Initial and ongoing support
One of the reasons why franchises are so successful is because of their easily replicable system. Franchisors routinely provide initial and ongoing training to employees at every location to help get them up to speed on how things operate. This often includes on-site training on opening procedures, daily operations, marketing and advertising, etc. They also give you access to their operations manuals, giving detailed instructions on the management and organization of business processes.
A franchise is easier to finance
The difficulty in attracting initial capital to start a business is a challenge that many entrepreneurs will be familiar with. The stringent eligibility requirements applied by banks and other lending sources make it extremely hard for prospective business owners to get business loans. Lenders will want to see your business plan to prove that you can service your loan, and this is where investing in a franchise comes in handy. The franchisor’s reputation and the financial indicators of other operating franchisees help convince banks and lenders to give you the loan capital you need.
Help with marketing and advertising
Marketing and advertising are crucial to the success of both online and offline businesses. As a new franchisee, you will get help with marketing and advertising from your franchisor. As they run nationwide campaigns on TV, billboards, and social media, your business will gain visibility and attract new customers. You will also receive assistance on how to create effective marketing campaigns for your specific demographic. They will provide you with a customized marketing plan consisting of a budget, market analysis, strategy and a sales forecast.
Access to increased purchasing power
One advantage that large businesses have over small businesses is their access to increased purchasing power. Therefore, by investing in a franchise, your business will benefit from the collective buying power of the parent company. Your equipment and inventory will cost significantly less than that of an independent company, saving you more money.
Higher rate of success
Research shows that franchises have a much better chance of success compared to independent start-up companies. As a matter of fact, the one-year survival rate for franchises is 6% higher than that of independent businesses. This success is mainly attributed to the fact that franchisees buy into a well-established business model that has been successful for many years. Having access to the expertise and experience of franchise executives can be of immense value to a new business. These franchise companies have been in business long enough to have made mistakes, learned and survived them, and now they offer a formula that ensures that you don’t make the same mistakes.

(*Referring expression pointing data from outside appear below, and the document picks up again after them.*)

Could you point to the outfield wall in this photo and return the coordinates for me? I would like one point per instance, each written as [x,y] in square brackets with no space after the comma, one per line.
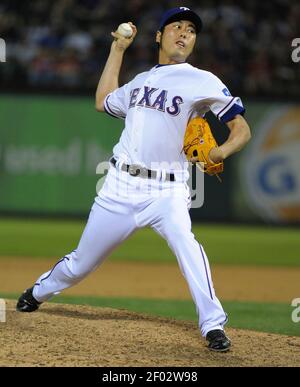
[50,147]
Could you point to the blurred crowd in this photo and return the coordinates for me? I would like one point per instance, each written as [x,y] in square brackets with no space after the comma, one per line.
[63,44]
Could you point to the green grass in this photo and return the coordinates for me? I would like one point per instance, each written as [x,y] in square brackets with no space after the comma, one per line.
[262,317]
[226,244]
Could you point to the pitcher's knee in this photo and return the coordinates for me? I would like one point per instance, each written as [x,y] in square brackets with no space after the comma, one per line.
[76,270]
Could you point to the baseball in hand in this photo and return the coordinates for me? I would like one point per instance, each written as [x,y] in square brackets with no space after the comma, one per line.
[125,30]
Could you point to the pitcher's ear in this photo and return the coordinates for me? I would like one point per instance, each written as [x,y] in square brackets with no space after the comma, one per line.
[158,37]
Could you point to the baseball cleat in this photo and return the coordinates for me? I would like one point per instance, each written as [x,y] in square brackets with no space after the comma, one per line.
[26,302]
[218,341]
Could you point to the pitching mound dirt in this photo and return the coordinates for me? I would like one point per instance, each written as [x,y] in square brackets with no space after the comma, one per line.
[68,335]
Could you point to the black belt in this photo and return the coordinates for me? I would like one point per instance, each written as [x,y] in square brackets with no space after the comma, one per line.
[138,170]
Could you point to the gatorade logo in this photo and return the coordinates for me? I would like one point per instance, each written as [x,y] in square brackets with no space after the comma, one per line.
[272,168]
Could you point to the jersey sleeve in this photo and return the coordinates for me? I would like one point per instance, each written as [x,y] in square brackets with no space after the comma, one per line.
[219,100]
[115,103]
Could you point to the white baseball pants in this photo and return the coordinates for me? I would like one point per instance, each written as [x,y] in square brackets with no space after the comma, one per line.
[125,204]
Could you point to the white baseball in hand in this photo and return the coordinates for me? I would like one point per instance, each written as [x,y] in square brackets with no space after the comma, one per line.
[125,30]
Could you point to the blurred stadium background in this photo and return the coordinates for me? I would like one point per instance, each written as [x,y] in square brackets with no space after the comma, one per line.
[52,138]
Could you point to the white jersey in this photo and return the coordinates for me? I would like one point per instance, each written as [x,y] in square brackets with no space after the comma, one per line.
[157,106]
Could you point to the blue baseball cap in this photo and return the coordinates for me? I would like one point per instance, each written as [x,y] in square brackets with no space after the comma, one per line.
[180,13]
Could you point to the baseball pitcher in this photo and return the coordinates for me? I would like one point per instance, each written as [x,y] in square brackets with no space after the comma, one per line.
[146,184]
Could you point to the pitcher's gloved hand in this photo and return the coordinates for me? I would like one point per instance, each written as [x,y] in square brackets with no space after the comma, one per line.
[198,143]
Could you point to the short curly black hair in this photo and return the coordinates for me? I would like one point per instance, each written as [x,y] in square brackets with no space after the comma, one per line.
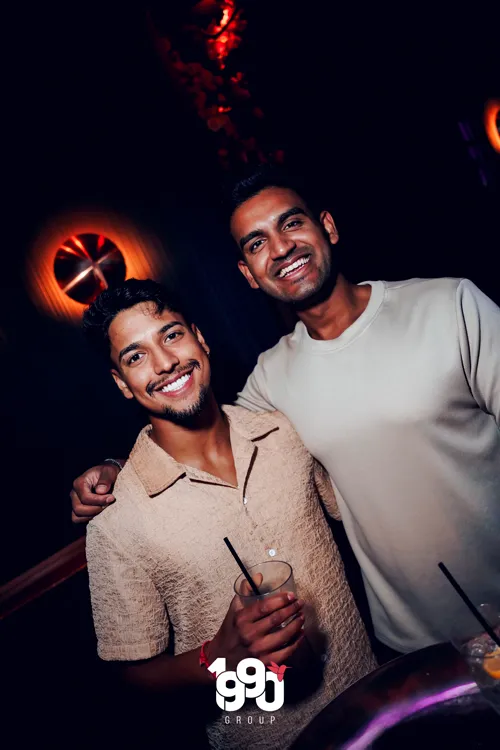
[99,315]
[249,184]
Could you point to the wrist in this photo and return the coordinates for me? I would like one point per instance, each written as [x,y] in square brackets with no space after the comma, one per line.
[205,659]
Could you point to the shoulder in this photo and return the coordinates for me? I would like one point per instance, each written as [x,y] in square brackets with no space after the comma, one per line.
[272,425]
[446,285]
[280,351]
[418,293]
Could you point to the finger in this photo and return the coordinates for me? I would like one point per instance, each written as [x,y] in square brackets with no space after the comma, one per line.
[107,478]
[264,607]
[272,632]
[282,655]
[91,500]
[77,519]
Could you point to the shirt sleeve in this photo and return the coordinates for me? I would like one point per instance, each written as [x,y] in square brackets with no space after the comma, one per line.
[255,395]
[479,333]
[325,490]
[130,618]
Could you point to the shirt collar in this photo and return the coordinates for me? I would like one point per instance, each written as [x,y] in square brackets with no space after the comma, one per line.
[157,470]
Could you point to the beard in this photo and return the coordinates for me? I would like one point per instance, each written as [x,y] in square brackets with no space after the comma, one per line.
[318,294]
[309,294]
[186,417]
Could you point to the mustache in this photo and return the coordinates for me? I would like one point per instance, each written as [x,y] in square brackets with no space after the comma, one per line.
[192,364]
[292,256]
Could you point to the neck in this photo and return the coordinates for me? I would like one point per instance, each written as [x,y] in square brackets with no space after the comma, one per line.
[332,315]
[193,444]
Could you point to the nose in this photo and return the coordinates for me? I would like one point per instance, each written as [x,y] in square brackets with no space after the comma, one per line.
[165,361]
[282,246]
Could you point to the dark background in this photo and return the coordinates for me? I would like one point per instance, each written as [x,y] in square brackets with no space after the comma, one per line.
[365,101]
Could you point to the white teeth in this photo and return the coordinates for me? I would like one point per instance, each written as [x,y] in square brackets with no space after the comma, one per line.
[298,263]
[176,385]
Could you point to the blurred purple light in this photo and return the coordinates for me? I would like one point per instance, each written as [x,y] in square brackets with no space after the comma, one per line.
[395,714]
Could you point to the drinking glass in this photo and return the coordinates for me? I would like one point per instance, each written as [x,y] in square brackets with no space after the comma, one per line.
[480,652]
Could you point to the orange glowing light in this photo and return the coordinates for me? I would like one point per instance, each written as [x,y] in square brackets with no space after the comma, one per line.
[59,291]
[491,115]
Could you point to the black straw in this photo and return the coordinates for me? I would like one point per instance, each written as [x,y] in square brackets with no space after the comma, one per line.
[242,567]
[477,614]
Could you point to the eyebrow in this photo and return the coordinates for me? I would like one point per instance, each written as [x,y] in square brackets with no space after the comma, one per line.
[281,218]
[136,344]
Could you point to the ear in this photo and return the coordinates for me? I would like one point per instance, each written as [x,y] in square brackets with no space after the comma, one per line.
[121,384]
[328,223]
[200,338]
[247,274]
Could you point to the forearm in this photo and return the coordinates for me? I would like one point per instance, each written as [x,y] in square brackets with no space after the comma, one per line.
[165,673]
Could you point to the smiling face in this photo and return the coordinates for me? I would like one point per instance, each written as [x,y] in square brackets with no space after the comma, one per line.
[287,253]
[160,361]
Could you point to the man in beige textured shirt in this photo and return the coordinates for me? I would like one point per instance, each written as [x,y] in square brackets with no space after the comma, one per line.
[161,577]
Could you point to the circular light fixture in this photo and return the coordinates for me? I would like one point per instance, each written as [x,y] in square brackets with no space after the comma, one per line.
[492,123]
[86,264]
[77,254]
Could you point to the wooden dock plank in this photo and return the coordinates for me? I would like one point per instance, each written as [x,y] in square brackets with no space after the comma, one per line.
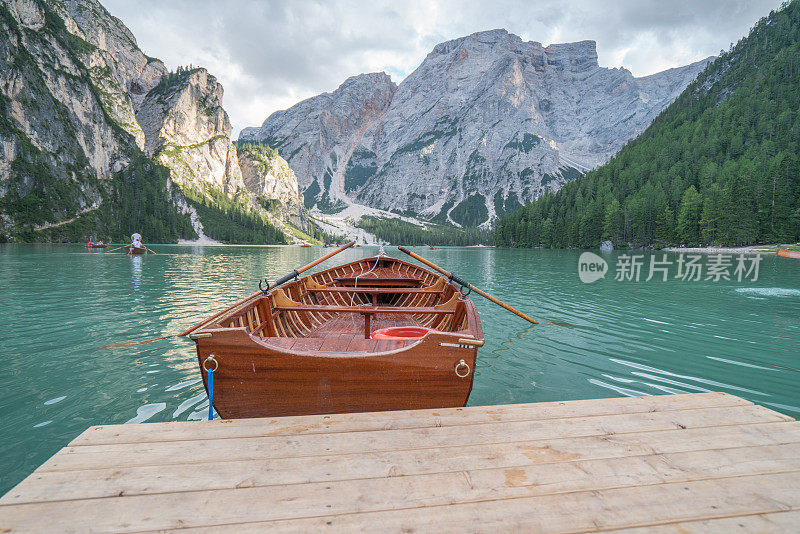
[540,473]
[763,523]
[697,462]
[171,452]
[408,507]
[179,431]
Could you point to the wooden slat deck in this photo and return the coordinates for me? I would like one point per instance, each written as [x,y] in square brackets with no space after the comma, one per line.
[708,462]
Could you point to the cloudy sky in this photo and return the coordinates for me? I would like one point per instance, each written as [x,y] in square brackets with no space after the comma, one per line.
[271,54]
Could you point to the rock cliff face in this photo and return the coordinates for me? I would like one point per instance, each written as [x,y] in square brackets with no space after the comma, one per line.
[268,178]
[485,123]
[186,129]
[318,135]
[58,140]
[79,101]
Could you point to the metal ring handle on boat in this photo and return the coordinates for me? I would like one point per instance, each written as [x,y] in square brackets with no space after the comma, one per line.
[462,365]
[216,363]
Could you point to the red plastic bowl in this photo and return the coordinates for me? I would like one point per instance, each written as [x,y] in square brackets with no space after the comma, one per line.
[400,332]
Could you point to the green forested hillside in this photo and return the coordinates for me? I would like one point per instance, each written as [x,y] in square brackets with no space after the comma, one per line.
[720,165]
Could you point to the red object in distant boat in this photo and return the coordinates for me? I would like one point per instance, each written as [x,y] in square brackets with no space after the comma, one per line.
[788,253]
[400,332]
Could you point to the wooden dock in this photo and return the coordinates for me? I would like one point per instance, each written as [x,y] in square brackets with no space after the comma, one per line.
[674,463]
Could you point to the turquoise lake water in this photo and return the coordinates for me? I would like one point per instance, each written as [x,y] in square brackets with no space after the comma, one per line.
[61,303]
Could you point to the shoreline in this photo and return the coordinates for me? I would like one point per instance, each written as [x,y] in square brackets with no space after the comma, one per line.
[751,249]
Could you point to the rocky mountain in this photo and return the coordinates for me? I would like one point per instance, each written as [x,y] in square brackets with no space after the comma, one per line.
[317,136]
[484,124]
[273,183]
[720,166]
[86,118]
[186,129]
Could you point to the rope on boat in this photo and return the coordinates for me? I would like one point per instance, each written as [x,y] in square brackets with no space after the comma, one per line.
[210,380]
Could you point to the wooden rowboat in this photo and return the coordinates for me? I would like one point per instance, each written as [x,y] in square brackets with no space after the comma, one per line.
[788,253]
[313,345]
[130,249]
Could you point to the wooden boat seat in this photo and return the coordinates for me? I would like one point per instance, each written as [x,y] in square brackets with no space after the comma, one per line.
[343,343]
[393,281]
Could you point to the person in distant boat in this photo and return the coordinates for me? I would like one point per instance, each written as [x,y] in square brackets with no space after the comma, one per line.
[136,240]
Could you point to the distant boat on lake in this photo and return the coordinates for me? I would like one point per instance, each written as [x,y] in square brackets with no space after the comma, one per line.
[130,249]
[782,252]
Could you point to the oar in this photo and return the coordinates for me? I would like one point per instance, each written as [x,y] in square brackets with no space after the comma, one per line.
[480,292]
[296,272]
[259,292]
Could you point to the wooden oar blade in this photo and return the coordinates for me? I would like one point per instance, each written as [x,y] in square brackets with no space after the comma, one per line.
[480,292]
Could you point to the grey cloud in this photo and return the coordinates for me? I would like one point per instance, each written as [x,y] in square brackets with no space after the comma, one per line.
[270,54]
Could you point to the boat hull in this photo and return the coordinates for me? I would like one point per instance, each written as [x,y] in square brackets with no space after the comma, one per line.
[306,347]
[788,253]
[135,250]
[255,380]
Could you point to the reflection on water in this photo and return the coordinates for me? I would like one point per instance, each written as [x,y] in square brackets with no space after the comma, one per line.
[61,303]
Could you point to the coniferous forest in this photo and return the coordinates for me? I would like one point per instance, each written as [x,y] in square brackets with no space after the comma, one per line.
[719,166]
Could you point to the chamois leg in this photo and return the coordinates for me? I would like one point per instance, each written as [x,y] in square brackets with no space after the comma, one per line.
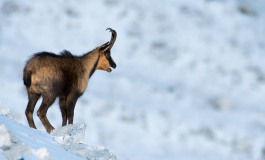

The exit value of your business may be higher
If you decide to exit your franchised business, you must remember that you do not have any claim on your franchisor’s equity other than the value it brings to your business. That said, much of your business’s goodwill value is going to be left behind. If you can transfer your business to a new buyer for a completely new term or a reasonable portion of your term, then your resale value should be significantly higher than that of an identical independent business.
To make your franchise resale process more effortless, ensure that you understand your transfer rights and ask if the franchisor will be retaining any rights of first refusal. Most franchise companies retain the right to evaluate who the business is transferred to after your exit. There are many types of franchises, to suit anyone’s interests. From home based, low cost franchises to automotive, there’s something for everyone.